(June 11, 2018 / JNS) Why does the Middle East Studies Association (MESA), a nonprofit academic organization that says it commends efforts to “combat discrimination and harassment against Jewish, Muslim, Sikh and other students on U.S. college campuses,” oppose the latest effort to crack down on anti-Semitism?
In response to the near doubling of anti-Semitic incidents for the second year in a row, Congress has drafted the Anti-Semitism Awareness Act of 2018, or AAA. MESA’s president and executive director responded with a sophomoric letter to the House and Senate Judiciary Committees, dated June 4, 2018, warning that the law will have a “chilling effect” on free speech and hinting that mysterious forces “outside of academia” are behind it.
Yet both the House (H.R. 5924) and Senate (S.2940) versions of the AAA do nothing more than provide the Office for Civil Rights a way to identify and evaluate anti-Semitic incidents on college campuses under Title VI of the Civil Rights Act, which requires schools receiving federal funds to prevent harassment based on race, color or national origin.
MESA’s charge that the law hinders “constitutionally protected free speech and academic freedom rights at institutions of higher education” is a red herring. Free speech and academic freedom are not the same. Any academic who completes mandatory Title IX training (as I did last week) knows that the first amendment protects speech that college campuses will not tolerate.
The letter obfuscates the definition of “Anti-Semitism” by objecting to the AAA’s reliance on an Obama-era State Department Fact Sheet (dated June 8, 2010, not June 10 as MESA’s letter states). Although the fact sheet follows Natan Sharansky’s 3D test for anti-Semitism (Demonizing Israel, applying a Double Standard for Israel and Delegitimizing Israel), it also specifically states that “criticism of Israel similar to that leveled against any other country cannot be regarded as anti-Semitic.”
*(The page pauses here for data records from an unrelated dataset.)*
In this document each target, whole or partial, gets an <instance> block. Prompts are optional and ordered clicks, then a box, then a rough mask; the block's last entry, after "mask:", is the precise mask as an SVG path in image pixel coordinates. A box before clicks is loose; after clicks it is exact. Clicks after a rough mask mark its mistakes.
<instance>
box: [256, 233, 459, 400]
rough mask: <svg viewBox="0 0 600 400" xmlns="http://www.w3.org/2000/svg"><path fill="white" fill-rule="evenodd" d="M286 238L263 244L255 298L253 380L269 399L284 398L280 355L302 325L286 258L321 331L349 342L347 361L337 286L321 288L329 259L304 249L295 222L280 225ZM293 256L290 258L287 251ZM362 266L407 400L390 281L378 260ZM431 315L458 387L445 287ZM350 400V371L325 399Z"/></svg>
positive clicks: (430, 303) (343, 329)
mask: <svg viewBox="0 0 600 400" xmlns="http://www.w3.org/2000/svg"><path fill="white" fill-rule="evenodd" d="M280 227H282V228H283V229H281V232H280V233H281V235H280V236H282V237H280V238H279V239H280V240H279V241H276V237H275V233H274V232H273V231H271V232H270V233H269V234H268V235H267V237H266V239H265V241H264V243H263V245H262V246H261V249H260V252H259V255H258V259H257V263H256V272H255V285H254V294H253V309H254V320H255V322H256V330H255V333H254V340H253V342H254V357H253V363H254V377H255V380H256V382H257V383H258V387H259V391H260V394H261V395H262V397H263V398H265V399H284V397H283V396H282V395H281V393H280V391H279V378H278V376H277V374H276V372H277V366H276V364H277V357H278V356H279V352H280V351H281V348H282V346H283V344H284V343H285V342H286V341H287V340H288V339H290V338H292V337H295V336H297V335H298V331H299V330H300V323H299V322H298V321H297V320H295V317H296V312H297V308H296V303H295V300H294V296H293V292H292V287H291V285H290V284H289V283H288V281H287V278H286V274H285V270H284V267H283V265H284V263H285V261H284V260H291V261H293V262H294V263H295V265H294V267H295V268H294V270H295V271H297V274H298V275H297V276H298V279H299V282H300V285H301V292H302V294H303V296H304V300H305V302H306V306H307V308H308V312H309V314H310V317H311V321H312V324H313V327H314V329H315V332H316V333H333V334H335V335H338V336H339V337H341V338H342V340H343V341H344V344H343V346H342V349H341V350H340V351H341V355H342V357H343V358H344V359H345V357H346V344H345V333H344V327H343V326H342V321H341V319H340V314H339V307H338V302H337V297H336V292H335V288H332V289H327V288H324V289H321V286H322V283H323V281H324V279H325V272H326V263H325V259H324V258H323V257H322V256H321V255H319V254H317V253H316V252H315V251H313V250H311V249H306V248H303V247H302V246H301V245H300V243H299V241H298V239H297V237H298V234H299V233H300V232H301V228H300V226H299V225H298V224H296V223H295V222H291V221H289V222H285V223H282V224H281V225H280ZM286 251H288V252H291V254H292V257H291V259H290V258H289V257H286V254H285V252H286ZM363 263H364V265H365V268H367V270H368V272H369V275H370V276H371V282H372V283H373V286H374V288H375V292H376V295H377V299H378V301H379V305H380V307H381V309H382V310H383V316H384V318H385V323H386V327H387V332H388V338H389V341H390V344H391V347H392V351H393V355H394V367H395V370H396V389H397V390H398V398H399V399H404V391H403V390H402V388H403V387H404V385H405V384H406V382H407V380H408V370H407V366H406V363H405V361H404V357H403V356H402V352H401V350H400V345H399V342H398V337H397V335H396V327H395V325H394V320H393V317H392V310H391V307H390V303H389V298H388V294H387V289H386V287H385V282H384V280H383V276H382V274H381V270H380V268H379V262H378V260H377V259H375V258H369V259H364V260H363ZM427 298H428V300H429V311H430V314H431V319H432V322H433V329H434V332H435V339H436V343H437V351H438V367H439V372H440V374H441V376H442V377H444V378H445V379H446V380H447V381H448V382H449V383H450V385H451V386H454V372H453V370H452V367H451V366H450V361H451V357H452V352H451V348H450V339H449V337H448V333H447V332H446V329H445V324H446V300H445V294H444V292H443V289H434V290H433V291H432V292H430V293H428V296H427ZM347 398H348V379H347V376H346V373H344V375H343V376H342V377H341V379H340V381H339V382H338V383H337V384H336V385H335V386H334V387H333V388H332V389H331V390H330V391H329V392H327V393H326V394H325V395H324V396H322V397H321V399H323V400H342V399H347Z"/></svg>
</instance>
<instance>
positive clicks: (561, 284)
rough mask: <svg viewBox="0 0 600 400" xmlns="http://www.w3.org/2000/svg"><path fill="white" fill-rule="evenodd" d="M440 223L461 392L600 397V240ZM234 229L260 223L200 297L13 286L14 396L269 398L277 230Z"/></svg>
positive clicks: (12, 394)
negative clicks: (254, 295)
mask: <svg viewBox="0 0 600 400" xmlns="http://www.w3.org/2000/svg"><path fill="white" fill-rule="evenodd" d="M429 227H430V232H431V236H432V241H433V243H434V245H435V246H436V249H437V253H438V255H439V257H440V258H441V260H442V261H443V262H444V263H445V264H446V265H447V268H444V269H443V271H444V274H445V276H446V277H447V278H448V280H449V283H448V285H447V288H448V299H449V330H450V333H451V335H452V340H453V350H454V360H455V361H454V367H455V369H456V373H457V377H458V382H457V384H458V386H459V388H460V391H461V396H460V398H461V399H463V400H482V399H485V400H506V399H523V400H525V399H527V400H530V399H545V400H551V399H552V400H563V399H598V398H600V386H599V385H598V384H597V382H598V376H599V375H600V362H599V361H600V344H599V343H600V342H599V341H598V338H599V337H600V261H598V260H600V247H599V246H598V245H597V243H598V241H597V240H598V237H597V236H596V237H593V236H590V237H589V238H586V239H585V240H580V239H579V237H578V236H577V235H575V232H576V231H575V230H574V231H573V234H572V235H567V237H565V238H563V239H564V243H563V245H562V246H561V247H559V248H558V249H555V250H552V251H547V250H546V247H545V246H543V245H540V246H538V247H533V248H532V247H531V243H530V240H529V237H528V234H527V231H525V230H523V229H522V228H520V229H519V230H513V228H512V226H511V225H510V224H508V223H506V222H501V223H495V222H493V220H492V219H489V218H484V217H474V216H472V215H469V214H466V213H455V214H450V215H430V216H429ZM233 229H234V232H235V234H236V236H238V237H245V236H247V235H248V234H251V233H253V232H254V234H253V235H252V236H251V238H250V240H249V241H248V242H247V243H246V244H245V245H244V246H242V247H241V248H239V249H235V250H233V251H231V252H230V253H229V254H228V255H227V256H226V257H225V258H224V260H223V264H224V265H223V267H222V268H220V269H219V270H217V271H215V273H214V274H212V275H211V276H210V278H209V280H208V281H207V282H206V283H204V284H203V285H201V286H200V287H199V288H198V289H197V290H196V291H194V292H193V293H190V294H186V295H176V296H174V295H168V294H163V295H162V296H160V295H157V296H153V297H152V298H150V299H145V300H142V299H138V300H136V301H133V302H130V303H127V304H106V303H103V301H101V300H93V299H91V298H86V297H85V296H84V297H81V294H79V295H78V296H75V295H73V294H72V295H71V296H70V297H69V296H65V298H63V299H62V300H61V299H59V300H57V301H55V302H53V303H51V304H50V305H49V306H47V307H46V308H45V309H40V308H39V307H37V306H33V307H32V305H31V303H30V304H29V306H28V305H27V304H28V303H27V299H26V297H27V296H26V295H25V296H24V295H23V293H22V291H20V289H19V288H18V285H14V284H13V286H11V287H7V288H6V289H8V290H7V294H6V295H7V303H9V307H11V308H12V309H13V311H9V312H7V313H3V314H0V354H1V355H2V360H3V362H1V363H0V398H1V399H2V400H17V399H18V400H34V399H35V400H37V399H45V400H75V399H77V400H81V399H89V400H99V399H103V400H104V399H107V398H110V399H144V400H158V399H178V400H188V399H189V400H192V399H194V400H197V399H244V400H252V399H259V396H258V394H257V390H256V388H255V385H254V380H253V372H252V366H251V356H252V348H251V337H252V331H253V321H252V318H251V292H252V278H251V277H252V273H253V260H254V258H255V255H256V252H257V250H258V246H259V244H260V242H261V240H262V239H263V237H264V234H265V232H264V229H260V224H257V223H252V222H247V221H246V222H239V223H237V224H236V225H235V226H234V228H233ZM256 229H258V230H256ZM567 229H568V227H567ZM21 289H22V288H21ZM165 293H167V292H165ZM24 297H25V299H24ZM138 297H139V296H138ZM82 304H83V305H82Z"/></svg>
MESA claims that “many of the examples … in that Fact Sheet clearly conflate criticism of Israeli actions and policies and of Zionism as a political ideology, with anti-Semitism,” yet it fails to mention a single problematic example. At a time when academics are warned that calling someone by the wrong pronoun is a micro-aggression, it is incomprehensible that MESA members would find the State Department’s examples unacceptable:
- “calling for, aiding, or justifying the killing or harming of Jews”
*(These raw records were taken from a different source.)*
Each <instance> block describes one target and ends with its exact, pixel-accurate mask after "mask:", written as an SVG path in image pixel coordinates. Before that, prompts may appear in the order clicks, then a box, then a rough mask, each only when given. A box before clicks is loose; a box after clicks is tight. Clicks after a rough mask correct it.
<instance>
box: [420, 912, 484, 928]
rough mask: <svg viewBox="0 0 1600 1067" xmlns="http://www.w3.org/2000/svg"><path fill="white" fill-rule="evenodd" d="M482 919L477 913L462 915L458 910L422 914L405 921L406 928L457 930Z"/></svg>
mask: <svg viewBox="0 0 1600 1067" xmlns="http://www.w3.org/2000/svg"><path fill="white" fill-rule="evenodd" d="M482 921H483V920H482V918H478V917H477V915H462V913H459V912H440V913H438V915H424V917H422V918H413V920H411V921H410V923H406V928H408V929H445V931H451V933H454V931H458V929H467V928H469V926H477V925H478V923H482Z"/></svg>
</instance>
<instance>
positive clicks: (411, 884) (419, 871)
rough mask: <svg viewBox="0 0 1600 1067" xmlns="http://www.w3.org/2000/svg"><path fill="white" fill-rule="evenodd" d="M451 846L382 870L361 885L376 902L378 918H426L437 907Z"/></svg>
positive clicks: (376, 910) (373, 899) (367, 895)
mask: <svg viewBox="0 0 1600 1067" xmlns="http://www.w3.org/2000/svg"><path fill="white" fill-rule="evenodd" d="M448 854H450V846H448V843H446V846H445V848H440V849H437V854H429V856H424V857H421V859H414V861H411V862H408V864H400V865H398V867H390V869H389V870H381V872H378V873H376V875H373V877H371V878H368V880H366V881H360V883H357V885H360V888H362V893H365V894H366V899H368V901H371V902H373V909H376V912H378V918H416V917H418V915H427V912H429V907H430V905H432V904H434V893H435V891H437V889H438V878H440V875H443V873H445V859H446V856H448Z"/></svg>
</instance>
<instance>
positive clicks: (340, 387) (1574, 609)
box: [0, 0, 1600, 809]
- “Making mendacious, dehumanizing, demonizing, or stereotypical allegations about Jews as such or the power of the Jews as a collective ”
- “Accusing the Jews as a people, or Israel as a state, of inventing or exaggerating the Holocaust”
The most fallacious argument in MESA’s letter is its warning of the law’s “perverse effect of defining as anti-Semitism criticisms of Israel or of Zionism advanced by Israeli or American Jewish scholars, or by some Jewish students this legislation is ostensibly designed to protect.”
This is surely an oblique reference to the Jewish Voice for Peace, whose failing of the State Department’s test earns it the name anti-Semitic. JVP practices what Syracuse University professor Miriam Elman calls “Jew-washing” the anti-Israel movement; that is, using its Jewish identity as “a shield for Israel bashing.” Surely, the MESA executives don’t believe that Jews cannot be anti-Semitic because they are Jewish any more than they believe others are incapable of hating the group to which they belong.
Finally, MESA’s letter hints at a conspiracy “to unduly expand the definition of anti-Semitism to include legitimate, constitutionally protected criticism of Israel as part of a broader campaign by organizations based outside of academia to use the power of the federal government in order to silence opinions and advocacy with which they disagree.”
Though the letter fails to mention the forces behind this conspiracy, MESA’s April 2018 attack on the organization Canary Mission offers hints: “Since the 1980s, pro-Israel advocacy groups have sought to influence how the Israeli-Palestinian conflict is taught and discussed on campuses, and to stifle student activism in support of Palestinian rights. Over the years, they have launched a series of high-profile, defamatory attacks on educators and researchers in the field.”
When MESA disagrees with the message, it is a “defamatory attack.” Yet when it agrees with the argument, it is an exercise of free speech, as in its promotion of a report by the Center for American Progress. The report’s title, “Fear Incorporated,” smears legitimate criticism of Islam and Islamism as “Islamophobia.” MESA’s endorsement demonstrates that it will defend speech it agrees with and condemn speech it opposes.
Does anyone believe that MESA would object to an “Islamophobia Prevention Act”?
MESA has its own unique take on the “Voltairean principle”: I disapprove of what you say, and I will defend to the death my right to do so.
A.J. Caschetta is a principal lecturer at the Rochester Institute of Technology and a fellow at Campus Watch, a project of the Middle East Forum, where he is a Ginsburg-Ingerman fellow.